Caritas kritisiert Berlin für Umsetzung des EU-Jahrs gegen Armut

Außer Symbolpolitik nichts gewesen

2010 sollte das Europäische Jahr gegen Armut und soziale Ausgrenzung ausgerufen werden – und wurde es doch nur bedingt, so das Ergebnis einer Caritas-Studie im Erzbistum Köln. Eine Abrechnung mit der Bundesregierung.

 (DR)

domradio.de: Warum war das Jahr nur Symbolpolitik?

Hofmann: Es ging darum, eine Forderung der Europäischen Kommission zu erfüllen, das wurde deutlich: Man wollte eben für Armut sensibilisieren. Und dabei ist es eigentlich auch geblieben. Man hat nicht miteinander überlegt, welche Strategien möglich und umsetzbar sind, damit sich an den Rahmenbedingungen, unter denen Armut entstehen kann, etwas ändert.



domradio.de: Aber es gab Leuchtturmprojekte...

Hofmann: ...zum Beispiel hat man sich eine Schule in einem sozialen Brennpunkt angeschaut und mit den Kindern vor Ort gearbeitet. Die hatten sicherlich in diesem Moment das Gefühl, sehr wertgeschätzt zu werden. Aber an der Wohnsituation der Kinder an sich, über die auch gesprochen wurde, hat sich ja nichts geändert. Und es wurde auch kein Geld gegeben, damit sich in der Umgebung der Kinder etwas ändert.



domradio.de: Sie kritisieren vor allem Deutschland. Waren andere europäische Länder erfolgreicher in dem Jahr?

Hofmann: Bei der Abschlussveranstaltung in Brüssel haben viele Länder ihre Projekt ausgestellt. Ich hatte nicht den Eindruck, dass es dort mehr gebracht hat, außer sich selber auf die Schulter zu klopfen und zu sagen: Schaut, was wir alles gegen Armut tun! Denn im letzten Jahr ist ja auch die EU-20-20-Strategie verabschiedet worden. Und da ist es auch nicht gelungen, ganz klare Indikatoren, wie man Armut verhindern kann, zu verabschieden. Sondern es ist lediglich lapidar gesagt worden: 20 Millionen Arme soll es im Jahr 2020 weniger geben. Wie das erreicht werden soll? Da hat die Bundesregierung nur gesagt, es reicht die Langzeitarbeitslosigkeit zu verringern. Aber das ist viel zu wenig!



domradio.de: Also sind solche EU-Jahre grundsätzlich fragwürdig?

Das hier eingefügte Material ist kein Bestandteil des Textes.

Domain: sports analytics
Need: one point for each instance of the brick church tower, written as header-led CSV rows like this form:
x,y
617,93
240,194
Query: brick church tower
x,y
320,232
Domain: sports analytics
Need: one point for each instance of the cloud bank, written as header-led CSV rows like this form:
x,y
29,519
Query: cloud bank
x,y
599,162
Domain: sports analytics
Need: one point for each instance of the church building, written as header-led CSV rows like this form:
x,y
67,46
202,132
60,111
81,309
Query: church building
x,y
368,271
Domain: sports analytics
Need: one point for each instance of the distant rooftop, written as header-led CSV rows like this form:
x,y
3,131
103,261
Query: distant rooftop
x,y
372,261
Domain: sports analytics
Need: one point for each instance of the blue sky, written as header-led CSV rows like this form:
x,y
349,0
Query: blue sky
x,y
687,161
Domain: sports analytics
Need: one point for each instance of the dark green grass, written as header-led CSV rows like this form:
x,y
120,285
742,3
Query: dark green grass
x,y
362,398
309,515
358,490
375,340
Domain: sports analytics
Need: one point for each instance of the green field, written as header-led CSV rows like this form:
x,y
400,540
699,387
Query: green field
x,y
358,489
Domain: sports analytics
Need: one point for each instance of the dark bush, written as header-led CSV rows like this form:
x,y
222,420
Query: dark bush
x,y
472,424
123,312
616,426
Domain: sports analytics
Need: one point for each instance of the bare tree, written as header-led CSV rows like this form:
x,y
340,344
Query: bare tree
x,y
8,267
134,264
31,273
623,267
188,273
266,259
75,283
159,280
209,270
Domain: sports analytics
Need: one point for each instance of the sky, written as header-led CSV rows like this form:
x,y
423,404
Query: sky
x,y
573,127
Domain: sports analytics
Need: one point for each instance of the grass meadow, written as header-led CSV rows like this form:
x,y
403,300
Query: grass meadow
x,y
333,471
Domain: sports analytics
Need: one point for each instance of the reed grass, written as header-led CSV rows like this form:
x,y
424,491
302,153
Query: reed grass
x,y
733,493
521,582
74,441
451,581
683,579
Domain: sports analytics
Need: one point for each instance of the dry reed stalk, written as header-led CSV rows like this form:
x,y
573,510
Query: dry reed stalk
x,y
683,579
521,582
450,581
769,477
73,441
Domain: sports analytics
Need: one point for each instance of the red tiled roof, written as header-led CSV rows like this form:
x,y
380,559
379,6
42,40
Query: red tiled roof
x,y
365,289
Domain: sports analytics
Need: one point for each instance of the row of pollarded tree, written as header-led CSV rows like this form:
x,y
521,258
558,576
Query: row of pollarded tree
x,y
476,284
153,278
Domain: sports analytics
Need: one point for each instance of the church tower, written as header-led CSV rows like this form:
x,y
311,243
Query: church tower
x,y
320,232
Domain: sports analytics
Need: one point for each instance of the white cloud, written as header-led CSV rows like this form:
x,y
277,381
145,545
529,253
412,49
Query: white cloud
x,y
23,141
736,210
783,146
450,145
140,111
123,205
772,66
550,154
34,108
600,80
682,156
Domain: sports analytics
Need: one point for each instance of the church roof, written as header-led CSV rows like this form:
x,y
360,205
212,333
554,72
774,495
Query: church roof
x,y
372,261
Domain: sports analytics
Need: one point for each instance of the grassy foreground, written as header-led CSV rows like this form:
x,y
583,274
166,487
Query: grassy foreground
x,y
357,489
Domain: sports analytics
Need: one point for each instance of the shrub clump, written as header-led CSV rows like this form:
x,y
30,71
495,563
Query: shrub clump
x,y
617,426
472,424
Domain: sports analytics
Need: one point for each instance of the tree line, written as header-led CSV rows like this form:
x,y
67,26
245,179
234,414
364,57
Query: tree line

Hofmann: Wenn sie nur Symbolcharakter haben und nur dazu dienen, Geld für Aktionen ausgibt, dann ist es zu wenig. Wenn man sie nutzt, dazu ein Jahr lang mal intensiv darüber nachzudenken und auch versucht eine Strategie festzulegen, dann hätten Europäische Jahre viel mehr Bedeutung.



domradio.de: Was fordert die Caritas, um der sozialen Spaltung zu begegnen?

Hofmann: Der Caritas geht es immer darum, bei den Kindern anzusetzen, also möglichst früh, präventiv tätig zu werden: Familien besuchen und unterstützen, Kindern im weiteren Verlauf ermöglichen, einen Schulabschluss zu machen, um dann in einen Beruf zu kommen. Es geht darum, Präventionsketten aufzubauen - und die dann stabil zu finanzieren.



Zur Person: Michaela Hofmann ist Expertin für Armutsfragen beim Diözesan-Caritasverband und Sprecherin der Nationalen Armutskonferenz.



Das Gespräch für domradio.de führte Pia Klinkhammer.